From Vlasov-Poisson and Vlasov-Poisson-Fokker-Planck Systems to Incompressible Euler Equations: the case with finite charge

TL;DR

This paper investigates the transition from Vlasov-Poisson systems to incompressible Euler and Lake equations under strong electric fields with finite charge, including dissipative effects and non-homogeneous densities.

Contribution

It introduces a novel analysis of finite charge confinement leading to bounded domain Euler and Lake equations, extending previous asymptotic regimes to more complex scenarios.

Findings

Derived limiting equations in bounded domains with finite charge

Extended analysis to non-homogeneous densities and Lake equations

Incorporated dissipative effects from Vlasov-Poisson-Fokker-Planck system

Abstract

We study the asymptotic regime of strong electric fields that leads from the Vlasov-Poisson system to the Incompressible Euler equations. We also deal with the Vlasov-Poisson-Fokker-Planck system which induces dissipative effects.
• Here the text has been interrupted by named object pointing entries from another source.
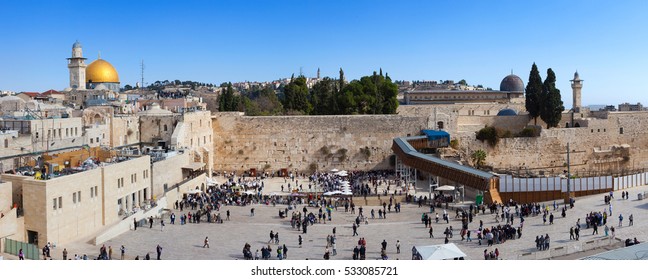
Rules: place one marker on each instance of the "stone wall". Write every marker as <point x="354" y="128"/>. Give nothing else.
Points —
<point x="70" y="220"/>
<point x="169" y="172"/>
<point x="616" y="144"/>
<point x="303" y="143"/>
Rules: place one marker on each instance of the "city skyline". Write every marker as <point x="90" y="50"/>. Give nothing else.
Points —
<point x="223" y="41"/>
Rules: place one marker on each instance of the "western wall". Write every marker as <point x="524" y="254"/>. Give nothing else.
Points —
<point x="306" y="143"/>
<point x="614" y="142"/>
<point x="605" y="142"/>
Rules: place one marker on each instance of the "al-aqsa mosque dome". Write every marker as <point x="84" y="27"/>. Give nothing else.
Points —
<point x="101" y="71"/>
<point x="512" y="83"/>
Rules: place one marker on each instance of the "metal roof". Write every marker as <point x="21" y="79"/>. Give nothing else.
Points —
<point x="408" y="149"/>
<point x="634" y="252"/>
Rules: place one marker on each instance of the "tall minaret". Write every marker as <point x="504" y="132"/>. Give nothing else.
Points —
<point x="77" y="66"/>
<point x="577" y="85"/>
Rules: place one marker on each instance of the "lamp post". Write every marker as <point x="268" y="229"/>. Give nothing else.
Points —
<point x="568" y="199"/>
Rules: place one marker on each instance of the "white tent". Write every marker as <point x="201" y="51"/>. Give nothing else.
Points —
<point x="211" y="182"/>
<point x="195" y="191"/>
<point x="332" y="193"/>
<point x="445" y="188"/>
<point x="437" y="252"/>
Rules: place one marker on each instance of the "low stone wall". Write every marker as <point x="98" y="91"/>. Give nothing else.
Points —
<point x="127" y="224"/>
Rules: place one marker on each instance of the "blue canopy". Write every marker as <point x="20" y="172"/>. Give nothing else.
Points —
<point x="436" y="135"/>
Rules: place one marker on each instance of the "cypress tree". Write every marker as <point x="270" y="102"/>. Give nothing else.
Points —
<point x="552" y="106"/>
<point x="533" y="93"/>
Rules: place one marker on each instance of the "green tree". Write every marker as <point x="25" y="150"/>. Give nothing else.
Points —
<point x="323" y="97"/>
<point x="533" y="93"/>
<point x="227" y="101"/>
<point x="552" y="106"/>
<point x="375" y="94"/>
<point x="478" y="157"/>
<point x="296" y="97"/>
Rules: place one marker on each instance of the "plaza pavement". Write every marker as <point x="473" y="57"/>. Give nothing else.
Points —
<point x="185" y="242"/>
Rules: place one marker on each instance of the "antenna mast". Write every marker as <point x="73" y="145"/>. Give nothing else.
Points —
<point x="142" y="84"/>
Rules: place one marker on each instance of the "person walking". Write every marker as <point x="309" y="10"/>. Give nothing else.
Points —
<point x="577" y="233"/>
<point x="620" y="220"/>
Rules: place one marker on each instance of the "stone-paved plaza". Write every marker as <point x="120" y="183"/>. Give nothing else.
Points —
<point x="185" y="242"/>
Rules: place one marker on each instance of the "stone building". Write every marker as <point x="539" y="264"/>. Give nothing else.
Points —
<point x="511" y="91"/>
The originality consists in considering a situation with a finite total charge confined by a strong external field. In turn, the limiting equation is set in a bounded domain, the shape of which is determined by the external confining potential. The analysis extends to the situation where the limiting density is non-homogeneous and where the Euler equation is replaced by the Lake Equation, also called Anelastic Equation.